Assuming that the sensor provides both accelerometer and gyroscope data, we can fill these data into the SensorPayload. First, we have to construct the Point3d, composed by four members: x, y, z, and timestamp:
- The accelerometer data is given in
- The gyroscope data is given in
- The timestamps are in microseconds.
Important: The timestamp must have the same time reference as in the video. You can see Preparing_the_Video/Relevance_of_Timestamps for reference.
The following snippet illustrates how to construct the point 3D for both:
// Assume that the data comes is already in the following variables: float ax, ay, az; // Accelerometer float gx, gy, gz; // Gyroscope uint64_t timestamp; // Same for both (it must match the capture time) Point3d accel; accel.x = ax; accel.y = ay; accel.z = az; accel.timestamp = timestamp; Point3d gyro; gyro.x = gx; gyro.y = gy; gyro.z = gz; gyro.timestamp = timestamp;
After constructing the Point3d, it is time to construct the SensorPayload.
// Assume that the data come from the snippet before // Point3d accel; // Point3d gyro; SensorPayload reading; reading.accel = accel; reading.gyro = gyro;
Reading from an Existing ISensor adapter
If the sensor is already wrapped as an ISensor, reading the sensor is usually done in another thread different from the video capture.
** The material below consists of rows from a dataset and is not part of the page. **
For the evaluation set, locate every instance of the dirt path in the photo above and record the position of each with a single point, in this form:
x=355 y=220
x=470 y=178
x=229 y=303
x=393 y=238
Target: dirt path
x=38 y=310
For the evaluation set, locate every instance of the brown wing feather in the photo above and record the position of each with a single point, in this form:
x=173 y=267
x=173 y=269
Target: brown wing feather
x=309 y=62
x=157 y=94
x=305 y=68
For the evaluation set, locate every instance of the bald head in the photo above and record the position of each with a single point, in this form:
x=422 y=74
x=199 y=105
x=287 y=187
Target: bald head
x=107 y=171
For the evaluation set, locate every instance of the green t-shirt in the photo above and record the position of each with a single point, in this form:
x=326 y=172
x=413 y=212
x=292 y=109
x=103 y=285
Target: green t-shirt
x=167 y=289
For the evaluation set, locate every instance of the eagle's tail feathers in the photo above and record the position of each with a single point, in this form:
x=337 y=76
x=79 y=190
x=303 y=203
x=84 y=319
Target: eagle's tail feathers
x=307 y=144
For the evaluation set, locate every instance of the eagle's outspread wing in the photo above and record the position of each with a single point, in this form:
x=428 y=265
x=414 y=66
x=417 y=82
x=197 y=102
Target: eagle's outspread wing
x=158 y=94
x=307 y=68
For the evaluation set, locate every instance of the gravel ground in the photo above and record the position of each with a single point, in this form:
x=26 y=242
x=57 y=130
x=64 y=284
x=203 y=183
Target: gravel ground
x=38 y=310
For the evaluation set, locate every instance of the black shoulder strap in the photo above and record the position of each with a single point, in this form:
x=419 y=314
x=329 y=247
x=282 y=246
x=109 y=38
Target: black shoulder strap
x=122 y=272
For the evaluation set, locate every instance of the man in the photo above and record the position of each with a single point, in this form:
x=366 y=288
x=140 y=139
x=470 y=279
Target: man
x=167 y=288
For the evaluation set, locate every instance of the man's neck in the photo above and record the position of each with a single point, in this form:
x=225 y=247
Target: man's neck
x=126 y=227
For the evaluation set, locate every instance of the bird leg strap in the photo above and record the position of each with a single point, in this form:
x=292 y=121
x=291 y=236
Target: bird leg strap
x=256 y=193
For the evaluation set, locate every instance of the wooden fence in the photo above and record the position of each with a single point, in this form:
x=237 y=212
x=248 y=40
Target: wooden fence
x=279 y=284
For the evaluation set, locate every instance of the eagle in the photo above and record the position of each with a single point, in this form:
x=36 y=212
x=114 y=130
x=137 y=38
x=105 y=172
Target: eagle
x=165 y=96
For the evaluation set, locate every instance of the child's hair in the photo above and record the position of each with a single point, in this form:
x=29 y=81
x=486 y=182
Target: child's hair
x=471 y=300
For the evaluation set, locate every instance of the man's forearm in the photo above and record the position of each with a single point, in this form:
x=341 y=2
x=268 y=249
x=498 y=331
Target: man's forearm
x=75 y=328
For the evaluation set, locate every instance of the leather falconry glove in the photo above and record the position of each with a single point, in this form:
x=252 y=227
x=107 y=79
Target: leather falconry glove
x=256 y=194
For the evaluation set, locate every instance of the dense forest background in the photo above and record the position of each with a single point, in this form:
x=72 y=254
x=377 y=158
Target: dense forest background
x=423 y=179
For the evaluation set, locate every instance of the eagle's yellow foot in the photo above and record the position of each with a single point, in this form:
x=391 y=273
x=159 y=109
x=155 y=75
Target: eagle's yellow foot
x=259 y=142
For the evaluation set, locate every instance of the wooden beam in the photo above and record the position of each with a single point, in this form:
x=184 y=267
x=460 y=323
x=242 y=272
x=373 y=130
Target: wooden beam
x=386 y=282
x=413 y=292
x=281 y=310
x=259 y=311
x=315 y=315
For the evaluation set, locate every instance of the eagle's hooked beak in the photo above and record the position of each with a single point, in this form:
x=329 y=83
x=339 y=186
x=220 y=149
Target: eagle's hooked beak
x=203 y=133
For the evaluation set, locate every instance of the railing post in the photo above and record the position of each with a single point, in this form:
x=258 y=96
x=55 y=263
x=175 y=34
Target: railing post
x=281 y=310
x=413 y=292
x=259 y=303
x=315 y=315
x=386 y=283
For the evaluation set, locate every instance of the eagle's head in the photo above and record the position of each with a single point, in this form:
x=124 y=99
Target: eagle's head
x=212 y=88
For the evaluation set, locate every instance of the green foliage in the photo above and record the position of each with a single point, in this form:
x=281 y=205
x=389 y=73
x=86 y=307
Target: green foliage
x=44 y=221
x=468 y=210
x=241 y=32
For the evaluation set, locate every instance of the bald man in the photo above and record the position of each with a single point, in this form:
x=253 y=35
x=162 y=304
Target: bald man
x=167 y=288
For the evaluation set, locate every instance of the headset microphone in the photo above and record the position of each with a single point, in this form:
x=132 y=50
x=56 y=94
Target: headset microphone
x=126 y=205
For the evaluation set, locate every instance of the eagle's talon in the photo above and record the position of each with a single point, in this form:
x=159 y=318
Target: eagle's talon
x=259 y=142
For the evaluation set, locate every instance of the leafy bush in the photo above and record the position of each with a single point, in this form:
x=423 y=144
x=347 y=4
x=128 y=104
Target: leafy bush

The process of reading the sensor is the following:
// Creating a sensor and starting it (RB5 IMU for this example) auto imu_client = rvs::ISensor::Build(rvs::Sensors::kRb5Imu, nullptr); // Include the frequency, sample rate, sensor ID and orientation array mapping std::shared_ptr<rvs::SensorParams> conf = std::make_shared<rvs::SensorParams>(rvs::SensorParams{kFrequency, kSampleRate, kSensorId, {'z', 'y', 'x'}}); imu_client->Start(conf); // -- In another thread. Read -- std::shared_ptr<rvs::SensorPayload> payload = std::make_shared<rvs::SensorPayload>(); imu_client->Get(payload); // Now, *payload has the sensor data // Stop: when finishing the execution imu_client->Stop();
You can have a look at the available examples in Examples Guidebook.
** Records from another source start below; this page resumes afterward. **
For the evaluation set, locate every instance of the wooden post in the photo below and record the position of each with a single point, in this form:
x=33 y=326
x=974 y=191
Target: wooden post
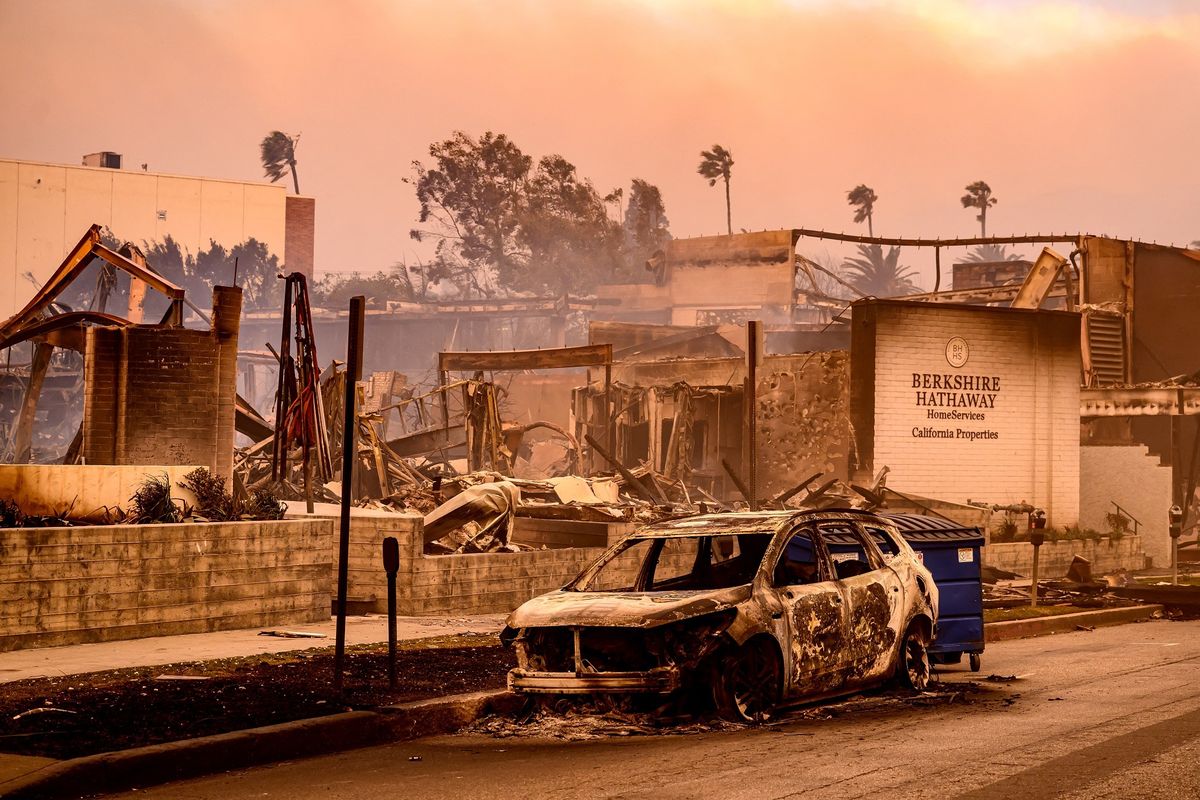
x=349 y=427
x=23 y=437
x=610 y=423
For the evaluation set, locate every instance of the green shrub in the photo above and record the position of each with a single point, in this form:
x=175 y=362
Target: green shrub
x=151 y=503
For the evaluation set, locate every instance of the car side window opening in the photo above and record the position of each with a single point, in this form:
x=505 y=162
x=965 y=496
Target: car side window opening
x=682 y=564
x=799 y=563
x=885 y=541
x=849 y=551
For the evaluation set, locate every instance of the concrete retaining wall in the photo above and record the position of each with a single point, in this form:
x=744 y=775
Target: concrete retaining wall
x=71 y=585
x=82 y=491
x=1107 y=555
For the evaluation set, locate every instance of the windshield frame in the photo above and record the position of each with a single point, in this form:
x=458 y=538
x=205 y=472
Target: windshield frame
x=582 y=583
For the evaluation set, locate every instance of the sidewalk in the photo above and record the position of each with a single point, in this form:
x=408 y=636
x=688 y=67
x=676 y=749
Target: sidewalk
x=76 y=659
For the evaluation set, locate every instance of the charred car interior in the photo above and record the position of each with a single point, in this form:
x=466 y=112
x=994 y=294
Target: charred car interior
x=739 y=611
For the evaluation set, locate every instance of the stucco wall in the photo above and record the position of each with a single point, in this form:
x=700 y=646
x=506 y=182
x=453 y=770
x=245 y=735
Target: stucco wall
x=45 y=209
x=1107 y=555
x=70 y=585
x=1138 y=482
x=1012 y=432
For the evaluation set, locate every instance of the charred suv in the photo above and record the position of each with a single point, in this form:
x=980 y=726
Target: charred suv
x=750 y=609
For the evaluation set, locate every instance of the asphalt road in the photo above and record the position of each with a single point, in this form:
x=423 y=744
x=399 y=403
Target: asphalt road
x=1113 y=713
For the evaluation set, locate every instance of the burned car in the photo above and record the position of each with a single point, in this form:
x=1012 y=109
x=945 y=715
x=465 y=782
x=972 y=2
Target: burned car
x=747 y=609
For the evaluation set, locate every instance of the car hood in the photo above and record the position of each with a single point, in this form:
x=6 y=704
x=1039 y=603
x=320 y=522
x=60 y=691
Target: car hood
x=623 y=609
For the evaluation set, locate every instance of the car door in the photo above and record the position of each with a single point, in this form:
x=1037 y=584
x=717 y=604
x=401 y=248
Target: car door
x=814 y=611
x=874 y=599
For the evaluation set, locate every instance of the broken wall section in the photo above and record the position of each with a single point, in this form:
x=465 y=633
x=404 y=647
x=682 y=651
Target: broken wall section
x=684 y=416
x=804 y=422
x=163 y=396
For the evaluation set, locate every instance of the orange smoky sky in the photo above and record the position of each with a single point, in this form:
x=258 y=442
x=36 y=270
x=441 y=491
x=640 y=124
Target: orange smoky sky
x=1080 y=115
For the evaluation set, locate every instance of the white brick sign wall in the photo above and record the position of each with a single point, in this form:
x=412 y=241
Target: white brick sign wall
x=977 y=403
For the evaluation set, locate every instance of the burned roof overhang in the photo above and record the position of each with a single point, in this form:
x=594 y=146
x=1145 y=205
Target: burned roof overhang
x=79 y=257
x=64 y=330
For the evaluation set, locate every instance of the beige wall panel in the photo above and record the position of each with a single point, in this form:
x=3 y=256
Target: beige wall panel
x=1019 y=444
x=180 y=199
x=89 y=200
x=135 y=202
x=41 y=209
x=222 y=212
x=265 y=217
x=730 y=287
x=9 y=300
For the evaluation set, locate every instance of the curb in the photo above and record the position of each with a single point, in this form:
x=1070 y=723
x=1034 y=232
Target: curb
x=1024 y=629
x=153 y=764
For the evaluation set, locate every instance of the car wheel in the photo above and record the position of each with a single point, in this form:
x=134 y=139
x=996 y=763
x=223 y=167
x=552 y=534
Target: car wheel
x=915 y=668
x=747 y=685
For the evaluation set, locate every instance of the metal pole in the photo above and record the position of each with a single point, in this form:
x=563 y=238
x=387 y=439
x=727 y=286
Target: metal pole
x=349 y=427
x=754 y=342
x=391 y=566
x=1033 y=588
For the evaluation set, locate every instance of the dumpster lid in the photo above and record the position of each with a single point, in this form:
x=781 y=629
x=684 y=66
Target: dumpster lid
x=919 y=528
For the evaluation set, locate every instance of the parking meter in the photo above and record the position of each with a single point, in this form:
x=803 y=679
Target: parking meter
x=391 y=566
x=1175 y=517
x=1037 y=537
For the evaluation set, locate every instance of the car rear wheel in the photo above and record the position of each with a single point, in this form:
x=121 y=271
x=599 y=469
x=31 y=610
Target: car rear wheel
x=747 y=684
x=913 y=668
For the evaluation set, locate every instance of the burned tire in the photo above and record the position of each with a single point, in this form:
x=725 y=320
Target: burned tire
x=913 y=669
x=747 y=684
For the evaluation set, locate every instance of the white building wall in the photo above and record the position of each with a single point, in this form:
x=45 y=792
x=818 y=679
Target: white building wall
x=45 y=209
x=1021 y=447
x=1134 y=480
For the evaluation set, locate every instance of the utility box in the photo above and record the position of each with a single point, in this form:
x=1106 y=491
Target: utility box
x=951 y=552
x=106 y=158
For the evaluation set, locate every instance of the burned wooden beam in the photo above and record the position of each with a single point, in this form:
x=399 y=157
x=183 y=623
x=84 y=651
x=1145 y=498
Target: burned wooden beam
x=588 y=355
x=633 y=480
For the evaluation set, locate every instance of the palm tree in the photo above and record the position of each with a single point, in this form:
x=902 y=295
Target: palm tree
x=280 y=156
x=863 y=198
x=979 y=197
x=879 y=275
x=717 y=164
x=989 y=254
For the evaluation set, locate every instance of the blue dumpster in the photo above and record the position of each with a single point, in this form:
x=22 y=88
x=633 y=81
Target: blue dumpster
x=951 y=552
Informing the Integrator About the Data
The integrator must be aware of the available data through the IntegratorSettings. The following data fills the details:
// Assume that the data come from the snippet before // SensorPayload reading; auto settings = std::make_shared<IntegratorSettings>(); settings->enable_gyroscope = true; settings->enable_accelerometer = true; settings->enable_complementary = false;
The IntegratorSettings defines if the integrator can use the gyroscope and the accelerometer data. The gyroscope is mandatory to be present for the RidgeRun Video Stabilization Library to work. The accelerometer data is optional and enhances the gyroscope biasing. On the other hand, the complementary allows the complementary-based algorithms to use the accelerometer data for fixing the gyroscope biasing.